The most common type of mortgage coverage is private mortgage insurance (PMI). It enables those without a 20 percent down payment to qualify for a home loan. PMI protects the lender from default if the homeowner cannot continue to pay each month. Another policy that insurance companies offer pays off the mortgage in the event of the homeowner's death.
Private mortgage insurance generally costs up to 1 percent of the original mortgage and can vary based on the down payment and other loan considerations. For example, a $300,000 mortgage would mean up to $3,000 per year in premiums on top of the regular mortgage payments, or an extra $250 each month. The homeowner can drop PMI by submitting an application when the home's equity rises above 20 percent.

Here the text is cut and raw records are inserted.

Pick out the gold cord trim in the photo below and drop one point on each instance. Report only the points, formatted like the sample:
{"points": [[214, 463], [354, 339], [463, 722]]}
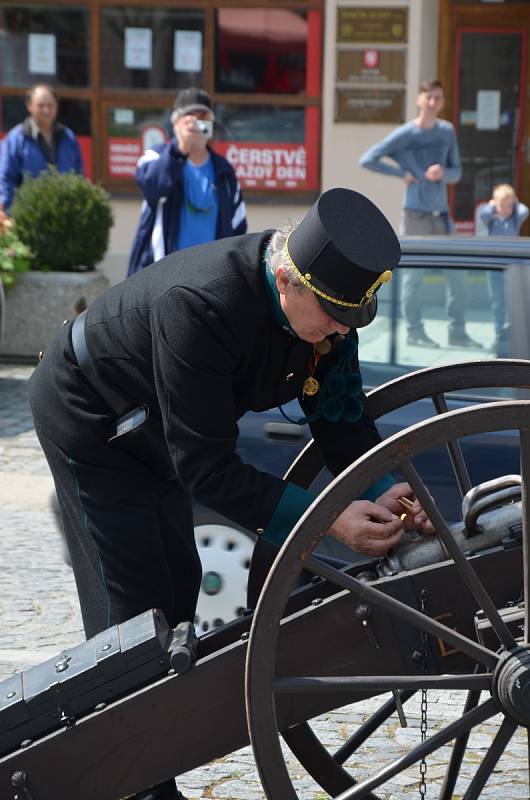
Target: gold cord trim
{"points": [[384, 277]]}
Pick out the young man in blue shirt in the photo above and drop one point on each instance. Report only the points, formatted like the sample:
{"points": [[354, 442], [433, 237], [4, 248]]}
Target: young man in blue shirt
{"points": [[502, 216], [40, 141], [424, 154]]}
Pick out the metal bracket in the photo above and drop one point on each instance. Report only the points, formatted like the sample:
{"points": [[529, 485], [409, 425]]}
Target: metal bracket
{"points": [[19, 782]]}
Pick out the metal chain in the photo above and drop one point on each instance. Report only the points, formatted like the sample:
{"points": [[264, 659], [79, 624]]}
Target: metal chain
{"points": [[423, 724]]}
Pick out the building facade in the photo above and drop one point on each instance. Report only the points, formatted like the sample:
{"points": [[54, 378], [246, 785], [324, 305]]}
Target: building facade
{"points": [[301, 88]]}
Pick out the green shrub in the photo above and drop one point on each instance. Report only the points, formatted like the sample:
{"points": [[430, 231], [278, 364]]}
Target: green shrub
{"points": [[64, 219], [15, 257]]}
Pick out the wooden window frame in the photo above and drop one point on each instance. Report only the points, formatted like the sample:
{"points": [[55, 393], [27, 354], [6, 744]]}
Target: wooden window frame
{"points": [[100, 98]]}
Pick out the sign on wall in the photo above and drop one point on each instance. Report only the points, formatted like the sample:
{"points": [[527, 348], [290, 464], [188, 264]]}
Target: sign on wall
{"points": [[364, 105], [374, 25], [371, 64]]}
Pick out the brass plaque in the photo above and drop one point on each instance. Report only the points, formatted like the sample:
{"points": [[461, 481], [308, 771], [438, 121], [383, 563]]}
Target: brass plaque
{"points": [[370, 105], [372, 25], [371, 66]]}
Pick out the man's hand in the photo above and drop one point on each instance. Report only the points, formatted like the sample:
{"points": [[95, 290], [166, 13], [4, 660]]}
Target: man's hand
{"points": [[415, 520], [434, 173], [187, 135], [368, 528]]}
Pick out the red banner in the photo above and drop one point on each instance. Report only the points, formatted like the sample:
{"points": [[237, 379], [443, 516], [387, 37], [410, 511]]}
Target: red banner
{"points": [[122, 155], [268, 166]]}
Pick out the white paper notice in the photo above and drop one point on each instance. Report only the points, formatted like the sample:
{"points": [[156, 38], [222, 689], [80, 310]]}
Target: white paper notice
{"points": [[42, 53], [488, 110], [188, 51], [138, 48]]}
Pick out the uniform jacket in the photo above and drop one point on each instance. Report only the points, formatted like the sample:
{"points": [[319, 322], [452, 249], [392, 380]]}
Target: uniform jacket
{"points": [[21, 154], [195, 340], [160, 177]]}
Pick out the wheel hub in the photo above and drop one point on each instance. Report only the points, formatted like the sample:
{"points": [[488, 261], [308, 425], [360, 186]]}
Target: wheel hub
{"points": [[512, 685], [212, 583]]}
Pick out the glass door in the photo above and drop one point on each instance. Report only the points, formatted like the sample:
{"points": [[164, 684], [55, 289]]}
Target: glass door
{"points": [[490, 78]]}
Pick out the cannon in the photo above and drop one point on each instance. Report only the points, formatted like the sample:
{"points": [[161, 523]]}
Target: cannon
{"points": [[141, 703]]}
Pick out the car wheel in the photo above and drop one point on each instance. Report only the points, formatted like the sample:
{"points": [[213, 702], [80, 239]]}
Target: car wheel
{"points": [[225, 554]]}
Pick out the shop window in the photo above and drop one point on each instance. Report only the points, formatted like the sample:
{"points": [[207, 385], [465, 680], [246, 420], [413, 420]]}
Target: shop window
{"points": [[261, 51], [151, 48], [44, 44], [270, 147]]}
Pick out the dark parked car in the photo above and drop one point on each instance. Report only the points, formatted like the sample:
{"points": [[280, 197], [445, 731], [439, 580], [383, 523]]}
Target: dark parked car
{"points": [[270, 442]]}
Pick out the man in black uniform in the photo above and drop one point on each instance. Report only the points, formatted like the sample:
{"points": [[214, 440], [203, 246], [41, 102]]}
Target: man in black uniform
{"points": [[136, 404]]}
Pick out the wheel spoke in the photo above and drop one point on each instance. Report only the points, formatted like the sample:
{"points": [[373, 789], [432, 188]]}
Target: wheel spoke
{"points": [[504, 734], [454, 450], [467, 572], [365, 730], [403, 612], [457, 754], [318, 762], [524, 436], [474, 717], [382, 683]]}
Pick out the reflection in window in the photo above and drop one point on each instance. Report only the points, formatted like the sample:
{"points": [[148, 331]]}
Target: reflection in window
{"points": [[261, 50], [44, 44], [145, 48], [259, 123], [384, 345]]}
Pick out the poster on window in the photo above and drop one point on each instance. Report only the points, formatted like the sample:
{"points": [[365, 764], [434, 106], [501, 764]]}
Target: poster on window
{"points": [[138, 48], [42, 58], [187, 51]]}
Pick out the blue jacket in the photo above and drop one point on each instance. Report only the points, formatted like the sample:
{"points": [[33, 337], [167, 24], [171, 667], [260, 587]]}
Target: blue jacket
{"points": [[159, 175], [21, 154]]}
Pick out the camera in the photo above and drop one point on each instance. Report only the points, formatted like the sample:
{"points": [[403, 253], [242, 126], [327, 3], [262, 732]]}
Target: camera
{"points": [[205, 127]]}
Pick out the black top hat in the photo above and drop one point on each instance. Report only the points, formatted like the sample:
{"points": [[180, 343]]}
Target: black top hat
{"points": [[343, 250], [192, 99]]}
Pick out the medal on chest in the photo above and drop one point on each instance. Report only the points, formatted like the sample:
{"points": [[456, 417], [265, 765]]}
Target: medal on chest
{"points": [[311, 385]]}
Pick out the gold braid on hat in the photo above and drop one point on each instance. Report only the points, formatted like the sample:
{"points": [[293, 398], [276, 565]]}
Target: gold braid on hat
{"points": [[384, 277]]}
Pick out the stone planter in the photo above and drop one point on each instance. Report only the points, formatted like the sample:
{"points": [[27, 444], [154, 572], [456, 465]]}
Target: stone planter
{"points": [[38, 304]]}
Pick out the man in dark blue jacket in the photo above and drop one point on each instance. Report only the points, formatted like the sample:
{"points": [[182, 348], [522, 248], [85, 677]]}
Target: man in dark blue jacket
{"points": [[185, 348], [39, 141], [191, 194]]}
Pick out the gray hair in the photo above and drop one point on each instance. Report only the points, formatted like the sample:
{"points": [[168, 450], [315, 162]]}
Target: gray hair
{"points": [[276, 255]]}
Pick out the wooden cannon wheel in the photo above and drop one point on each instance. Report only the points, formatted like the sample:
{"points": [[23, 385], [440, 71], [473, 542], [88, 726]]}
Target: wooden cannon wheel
{"points": [[498, 672]]}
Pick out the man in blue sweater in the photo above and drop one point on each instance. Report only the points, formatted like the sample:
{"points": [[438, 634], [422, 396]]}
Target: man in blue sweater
{"points": [[30, 148], [424, 154], [191, 194]]}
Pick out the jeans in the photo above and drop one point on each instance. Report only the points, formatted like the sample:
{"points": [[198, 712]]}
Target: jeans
{"points": [[420, 223]]}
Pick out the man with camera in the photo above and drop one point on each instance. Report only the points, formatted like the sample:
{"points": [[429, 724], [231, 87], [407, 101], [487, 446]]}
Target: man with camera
{"points": [[191, 193]]}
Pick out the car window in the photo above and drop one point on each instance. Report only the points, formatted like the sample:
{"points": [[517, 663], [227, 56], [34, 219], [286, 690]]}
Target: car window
{"points": [[434, 316]]}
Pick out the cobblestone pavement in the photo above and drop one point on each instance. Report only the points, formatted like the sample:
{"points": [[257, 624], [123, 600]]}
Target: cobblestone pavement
{"points": [[39, 616]]}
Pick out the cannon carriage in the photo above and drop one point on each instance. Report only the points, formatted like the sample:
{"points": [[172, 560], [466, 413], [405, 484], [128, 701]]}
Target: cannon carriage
{"points": [[445, 613]]}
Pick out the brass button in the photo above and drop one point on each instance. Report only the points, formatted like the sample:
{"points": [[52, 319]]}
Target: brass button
{"points": [[323, 347]]}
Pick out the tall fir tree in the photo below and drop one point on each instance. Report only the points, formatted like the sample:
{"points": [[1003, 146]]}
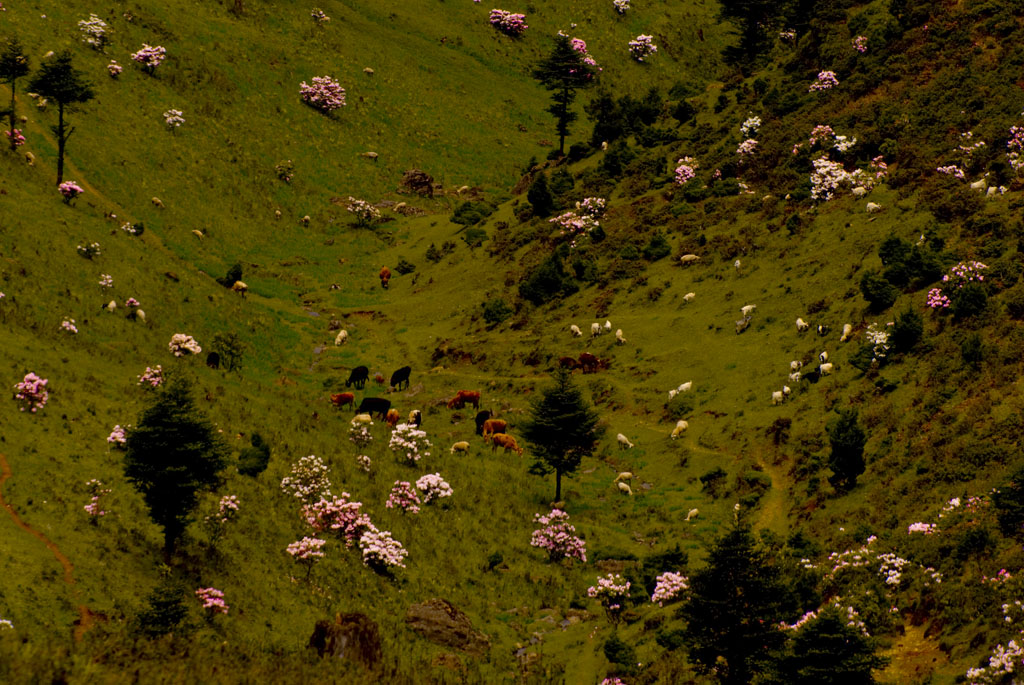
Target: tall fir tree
{"points": [[172, 456], [562, 429]]}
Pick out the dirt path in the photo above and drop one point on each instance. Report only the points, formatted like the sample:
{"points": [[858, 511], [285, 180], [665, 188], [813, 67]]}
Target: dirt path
{"points": [[85, 618]]}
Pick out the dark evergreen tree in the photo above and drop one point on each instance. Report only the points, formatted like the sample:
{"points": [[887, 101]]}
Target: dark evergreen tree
{"points": [[736, 603], [847, 458], [172, 455], [58, 81], [827, 651], [13, 65], [562, 429], [563, 72]]}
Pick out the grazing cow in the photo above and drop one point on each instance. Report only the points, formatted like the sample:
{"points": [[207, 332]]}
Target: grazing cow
{"points": [[463, 396], [342, 398], [494, 426], [374, 405], [357, 378], [481, 417], [399, 377], [589, 362], [507, 441]]}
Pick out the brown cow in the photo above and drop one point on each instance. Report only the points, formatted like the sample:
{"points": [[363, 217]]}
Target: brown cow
{"points": [[463, 396], [507, 441], [343, 398], [492, 426], [589, 362]]}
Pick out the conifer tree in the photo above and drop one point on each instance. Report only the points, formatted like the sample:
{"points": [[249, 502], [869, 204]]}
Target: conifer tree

Borrowers who earn less than $100,000 per year may deduct the full cost of their PMI premiums on their tax returns, as of 2011. The allowable deduction becomes lower in 10 percent increments for each $1,000 earned above $100,000. Those with incomes greater than $109,000 can take no deduction. The IRS instituted these deductions and amounts to encourage wider homeownership, without inadvertently subsidizing wealthier taxpayers.
For most policies they write, insurers rate the risk factors inherent with individual policyholder and price the premiums accordingly. PMI remains the exception, as the carriers base premiums solely on the amount of the original mortgage and size of the down payment. Borrowers with negative credit profiles will pay the same as those with excellent credit histories, provided the mortgages reflect similar dollar amounts.
Mortgage protection insurance is distinct from PMI and will pay the mortgage balance in full if the homeowner dies, which makes it a life insurance policy with a predetermined purpose. In this case, the amount of the down payment is irrelevant and insurers base premiums solely on the total mortgage amount. This type of insurance represents an effective estate-planning tool and can provide heirs with significant asset protection.